About Ms. Smith

Teaching English, for me, is something that starts with my own relationship to language and literature. M
y life is, and has always been, shaped by the worlds books create. Reading has been a way for me to open my eyes and my mind, to discover the things I love, and the things I disagreed with. Beyond the power of the reading experience, the tools I gained from studying English, particularly those of writing and critical thinking, gave me the power to express my own ideas and the confidence to voice them. I hope that I will be able to share my enthusiasm about my subject with my students, and help them experience some of the joy I get from reading.

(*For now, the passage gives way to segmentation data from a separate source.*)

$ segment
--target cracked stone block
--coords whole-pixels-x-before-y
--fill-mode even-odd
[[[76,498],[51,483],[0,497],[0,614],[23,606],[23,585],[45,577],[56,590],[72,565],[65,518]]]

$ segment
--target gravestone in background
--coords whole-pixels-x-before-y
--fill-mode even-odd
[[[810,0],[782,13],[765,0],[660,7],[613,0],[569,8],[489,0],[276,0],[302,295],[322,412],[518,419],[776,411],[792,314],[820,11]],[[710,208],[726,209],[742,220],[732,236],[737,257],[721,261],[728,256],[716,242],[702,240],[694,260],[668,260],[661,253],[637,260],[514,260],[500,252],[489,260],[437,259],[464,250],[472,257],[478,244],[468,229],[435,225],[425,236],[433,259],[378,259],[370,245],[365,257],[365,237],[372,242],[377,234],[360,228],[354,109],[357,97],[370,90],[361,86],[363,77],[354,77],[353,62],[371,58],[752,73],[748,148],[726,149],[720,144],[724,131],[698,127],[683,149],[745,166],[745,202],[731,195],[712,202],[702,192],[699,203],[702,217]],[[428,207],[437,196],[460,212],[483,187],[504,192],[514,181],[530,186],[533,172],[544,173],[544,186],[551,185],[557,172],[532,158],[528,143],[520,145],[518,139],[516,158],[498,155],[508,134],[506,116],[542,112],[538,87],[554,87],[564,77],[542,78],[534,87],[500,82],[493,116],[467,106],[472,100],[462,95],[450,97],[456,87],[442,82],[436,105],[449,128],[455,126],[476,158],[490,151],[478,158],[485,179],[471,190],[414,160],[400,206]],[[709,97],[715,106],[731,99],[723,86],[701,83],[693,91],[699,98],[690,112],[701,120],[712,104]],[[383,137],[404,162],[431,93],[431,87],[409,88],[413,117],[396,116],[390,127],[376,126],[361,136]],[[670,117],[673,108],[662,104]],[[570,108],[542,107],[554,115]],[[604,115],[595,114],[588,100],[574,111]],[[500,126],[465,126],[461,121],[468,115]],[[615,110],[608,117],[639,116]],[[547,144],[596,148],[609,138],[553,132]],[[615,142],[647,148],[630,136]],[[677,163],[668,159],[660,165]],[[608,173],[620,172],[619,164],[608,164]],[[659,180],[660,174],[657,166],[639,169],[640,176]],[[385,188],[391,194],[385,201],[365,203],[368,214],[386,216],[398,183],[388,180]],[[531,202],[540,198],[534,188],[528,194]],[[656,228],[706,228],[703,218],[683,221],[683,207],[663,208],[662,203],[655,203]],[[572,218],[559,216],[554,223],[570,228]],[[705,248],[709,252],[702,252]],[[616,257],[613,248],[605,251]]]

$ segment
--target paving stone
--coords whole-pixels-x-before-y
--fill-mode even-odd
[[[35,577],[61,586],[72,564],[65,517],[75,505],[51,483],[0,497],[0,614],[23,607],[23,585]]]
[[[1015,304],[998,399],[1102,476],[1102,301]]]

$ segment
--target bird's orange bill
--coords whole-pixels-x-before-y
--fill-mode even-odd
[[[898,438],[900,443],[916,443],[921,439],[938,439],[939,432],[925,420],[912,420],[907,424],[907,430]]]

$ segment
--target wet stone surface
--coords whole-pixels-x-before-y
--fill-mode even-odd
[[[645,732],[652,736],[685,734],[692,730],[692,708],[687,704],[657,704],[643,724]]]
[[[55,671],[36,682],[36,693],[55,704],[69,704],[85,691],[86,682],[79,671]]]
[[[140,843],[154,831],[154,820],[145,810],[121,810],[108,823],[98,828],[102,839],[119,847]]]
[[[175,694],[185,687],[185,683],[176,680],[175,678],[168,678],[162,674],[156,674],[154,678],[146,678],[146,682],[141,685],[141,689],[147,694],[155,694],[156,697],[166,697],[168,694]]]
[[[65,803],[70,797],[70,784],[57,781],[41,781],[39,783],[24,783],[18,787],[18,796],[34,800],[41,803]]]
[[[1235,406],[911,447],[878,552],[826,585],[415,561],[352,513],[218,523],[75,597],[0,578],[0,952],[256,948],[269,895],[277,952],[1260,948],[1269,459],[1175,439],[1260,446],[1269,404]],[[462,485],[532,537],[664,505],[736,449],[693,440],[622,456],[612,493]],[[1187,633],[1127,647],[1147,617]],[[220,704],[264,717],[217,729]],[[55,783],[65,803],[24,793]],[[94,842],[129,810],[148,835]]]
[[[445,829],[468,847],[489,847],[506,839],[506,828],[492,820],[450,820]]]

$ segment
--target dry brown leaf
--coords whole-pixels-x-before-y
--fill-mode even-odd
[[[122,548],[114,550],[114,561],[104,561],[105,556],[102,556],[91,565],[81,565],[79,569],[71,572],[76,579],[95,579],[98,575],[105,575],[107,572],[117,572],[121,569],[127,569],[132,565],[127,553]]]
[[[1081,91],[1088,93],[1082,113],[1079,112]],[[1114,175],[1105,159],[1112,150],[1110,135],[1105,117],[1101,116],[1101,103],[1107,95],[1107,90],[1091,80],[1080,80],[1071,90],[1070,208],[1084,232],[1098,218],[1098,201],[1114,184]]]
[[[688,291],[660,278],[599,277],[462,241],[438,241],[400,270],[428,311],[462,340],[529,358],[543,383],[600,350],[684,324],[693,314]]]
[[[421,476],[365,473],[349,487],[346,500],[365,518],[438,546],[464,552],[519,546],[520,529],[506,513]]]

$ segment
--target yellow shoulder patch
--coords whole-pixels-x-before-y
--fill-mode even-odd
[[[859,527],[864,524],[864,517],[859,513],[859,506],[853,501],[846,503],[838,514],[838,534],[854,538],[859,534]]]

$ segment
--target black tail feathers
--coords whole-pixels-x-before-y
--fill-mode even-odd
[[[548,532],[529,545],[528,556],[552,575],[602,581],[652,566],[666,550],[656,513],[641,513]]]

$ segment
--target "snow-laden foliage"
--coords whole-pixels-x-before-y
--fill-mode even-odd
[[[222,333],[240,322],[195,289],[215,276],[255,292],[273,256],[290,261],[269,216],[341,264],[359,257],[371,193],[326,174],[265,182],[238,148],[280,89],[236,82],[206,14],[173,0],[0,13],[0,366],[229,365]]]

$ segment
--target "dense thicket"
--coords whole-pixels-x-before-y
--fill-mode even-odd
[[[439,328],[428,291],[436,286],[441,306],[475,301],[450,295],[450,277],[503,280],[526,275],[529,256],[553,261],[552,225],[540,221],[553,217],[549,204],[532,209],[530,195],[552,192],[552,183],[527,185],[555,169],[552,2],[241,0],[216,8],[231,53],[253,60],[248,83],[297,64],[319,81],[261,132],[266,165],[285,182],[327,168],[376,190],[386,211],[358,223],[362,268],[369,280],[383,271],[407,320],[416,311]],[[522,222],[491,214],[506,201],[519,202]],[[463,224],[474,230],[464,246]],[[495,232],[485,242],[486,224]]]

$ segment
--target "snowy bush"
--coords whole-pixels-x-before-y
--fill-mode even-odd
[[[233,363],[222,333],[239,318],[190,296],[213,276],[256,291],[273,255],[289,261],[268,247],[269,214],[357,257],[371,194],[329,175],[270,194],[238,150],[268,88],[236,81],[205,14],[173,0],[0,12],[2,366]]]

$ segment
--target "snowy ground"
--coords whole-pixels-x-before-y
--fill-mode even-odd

However, I do not want to (nor do I think it is possible), to force my students to conform to my own tastes and ways of thinking. Instead, I hope that by helping students develop strong reading skills, I will help them become more perceptive thinkers. As Paolo Freire pointed out, “reading the world always precedes reading the word, and reading the word implies continually reading the world.” In short, the written word represents the world we live in, and knowing one becomes a way to know the other. By reading, and drawing understanding from what they read, students can better understand themselves, and the struggles and pleasures that that the world holds for them. Reading should be a way for students to know themselves better, and to think about who they are and what they want to be. Further, I want my students to develop mastery of the written conventions of English. This mastery goes beyond knowledge of the rules of grammar and syntax, and familiarity with different styles and forms. Studying English should be a way for students to learn to communicate clearly and express ideas powerfully. It should also be a means for students to learn to think in more nuanced ways, so that they are then able to look at the world they live in with greater attention and understanding. It demands that students stretch their imaginations to visualize lives and places different from their own. If students study English with the goal of greater understanding and imagination, it will contribute to their development as open-minded, perceptive adults.